Clinton’un ‘Afgan kadınları”
Geçtiğimiz hafta Perşembe günü Londra’da 60’dan fazla ülkenin dışişleri bakanı ile BM, NATO, IMF Dünya Bankası ve İKÖ temsilcilerinin katıldığı ve Afganistan’ın geleceğinin tartışıldığı bir konferans düzenlendi.
“Afganistan Konferansı” adı verilen toplantıda 9 yıl önce Afganistan’ı Taliban’dan temizleyip “Afgan kadınını özgürleştirme” propagandası yapılarak işgal edilen Afganistan’ın sözde ‘geleceği’ tartışıldı. Dokuz yıl önce yakılıp yıkılan ve Taliban’dan temizlenen ülkeye istikrar gelmesi için tekrar dokuz yıl öncesine, işgal öncesine dönülmesine karar verildi.

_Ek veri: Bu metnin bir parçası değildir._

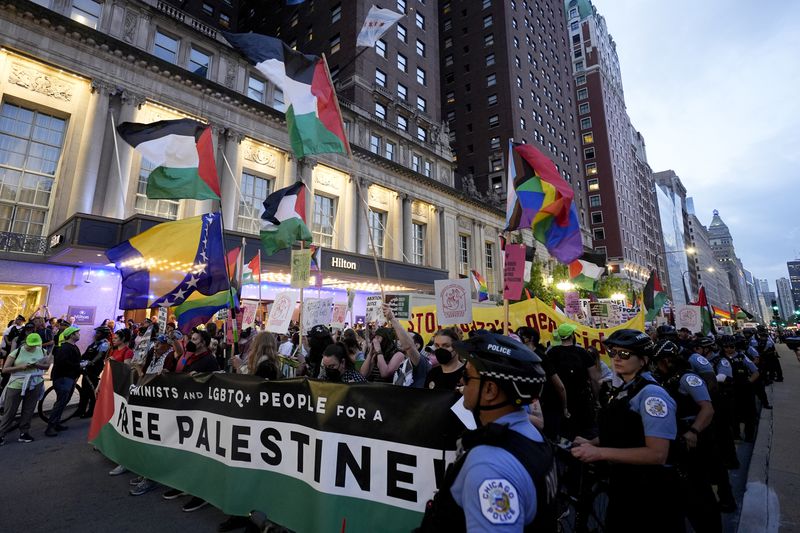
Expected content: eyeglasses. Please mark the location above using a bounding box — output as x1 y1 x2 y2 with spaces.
608 348 633 361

ABD ve İngiltere’nin daha fazla kayıp vermemek için Hamid Karzai’ye “Taliban’la anlaş” baskısı, Londra’da “Sayın Karzai Taliban’ı da içine alan bir barış ve istikrar paketi önerdi, biz de bunu destekliyoruz”a dönüştü. Çünkü sokaktaki çocuğa sorsanız bile, Karzai’nin ABD’nin istemediği bir şey yapamayacağı cevabını alırsınız.
Dokuz yıldır yüz milyarlarca dolar harcanarak işgal edilen Afganistan’da on binlerce Afgan’ın katledilmesi boşunaymış. Kimisi evinde uyurken, kimisi ayık, kimisi düğünde, kimisi yolda, kimisi tarlada, kimisi yolda, kimisi kadın, kimisi çocuk, kimisi burkalı, kimisi çarşaflı, kimisi sakallı, kimisi sarıklı on binlerce insan…on binlerce ev, işyeri…üzerlerine beyaz fosfor atılarak, uranyum bombası kullanılarak yok edildi.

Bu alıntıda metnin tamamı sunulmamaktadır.